Two years ago, on March 17, 2020, Moderna’s first vaccine trial was given to participants. What might have been lost in the media flurry at the time was how this first iteration of the vaccine was trialed a full two days before the first statewide lockdown in the country was announced in California.
In retrospect, this amazing achievement has not only fundamentally called into question the speed at which drugs are developed, tested, and deployed on a massive scale, but has forced drug developers to daringly apply new AI-powered technologies to supercharge their efforts since then.
So what are some other ways AI is changing medicine in 2022? Here are some trends to look out for:
Powered by AI, new software designed to engineer drug models and simulate what those drugs will do when they interact with the human body, are now allowing scientists to model what a virus looks like, create drugs designed to elicit an immune response, and algorithmically run through all the tangential expressions of that drug in order to optimize desired outcomes.
“Some software is able to predict how well a drug will react with such accuracy, that the FDA will accept the results of their data in place of a toxicology report,” Mike Hoey, Founder and President of healthtech company Source Meridian wrote in a recent post on the subject, “This is the first step in groundbreaking new science that will lead to a whole new class of drugs with widespread applications, like the new MRNA vaccines that were developed during the pandemic.”
Hoey even suggested that, when paired with AI, the new MRNA vaccine platform which was awarded FDA approval during the pandemic, will allow future researchers to create disease treatments for afflictions like cancer and AIDS.
Further, AI is set to provide doctors with more acute diagnostic tools to better provide detection measures for common illnesses like heart disease so these new platforms can be used even more effectively.
Transparent analysis: medical imaging meets the all-seeing algorithm
The problem with medical imaging comes down to the fact that reading an MRI or an X-ray is an act of assessing a piece of visual data in the form it is presented.

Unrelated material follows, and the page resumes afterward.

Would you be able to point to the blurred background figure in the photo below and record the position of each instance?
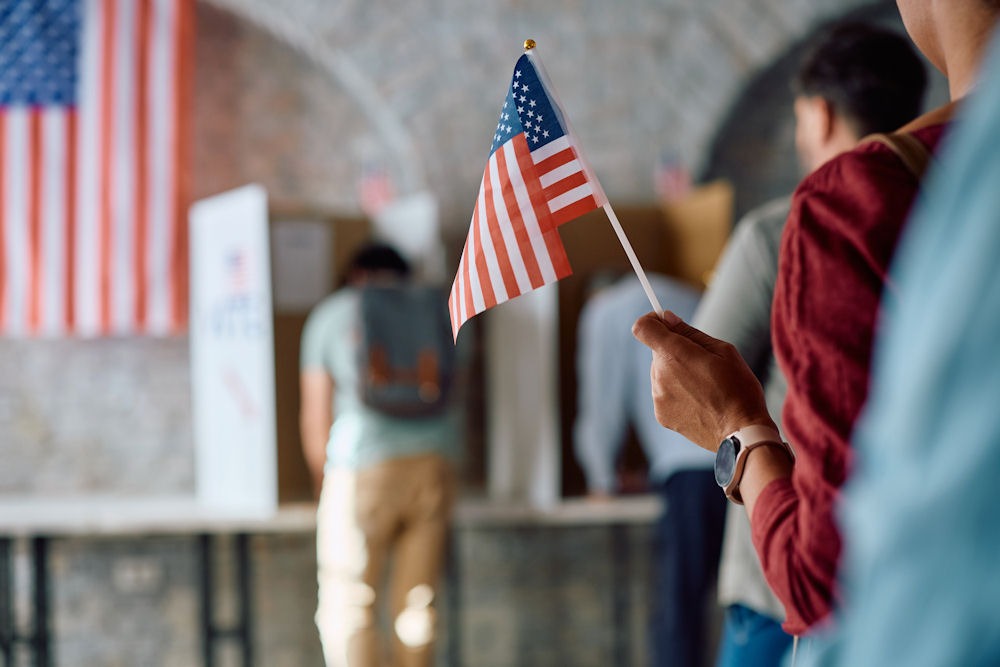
(856, 80)
(614, 396)
(385, 482)
(921, 533)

This means that even skilled doctors can sometimes miss things.
Fortunately, the current generation of machine learning-enabled medical imaging software is now so good at this task that it is better in many cases than human doctors in detecting harmful lesions and even certain types of colorectal cancer.

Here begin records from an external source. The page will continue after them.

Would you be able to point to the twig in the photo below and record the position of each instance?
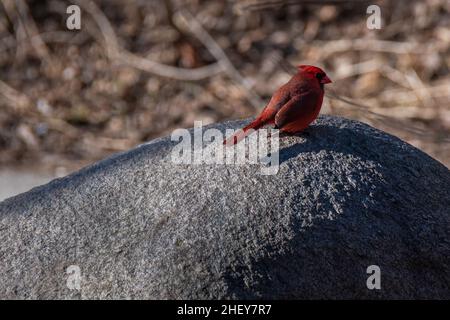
(188, 21)
(13, 97)
(118, 54)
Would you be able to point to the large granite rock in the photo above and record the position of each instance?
(346, 196)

But while an extra set of AI-eyes may allow doctors to diagnose illnesses far better than they would be able to, otherwise, the system isn’t perfect yet. This means that doctors still have to perform the important task of deciphering the data provided to them by the machine in order to make a proper diagnosis.
As we move into the new year, the speed at which progress in the medical field shows no signs of slowing.
Expect to witness major changes in how patients are treated, diagnosed, and receive their treatment as AI steps up to assist the healthcare industry unlike ever before.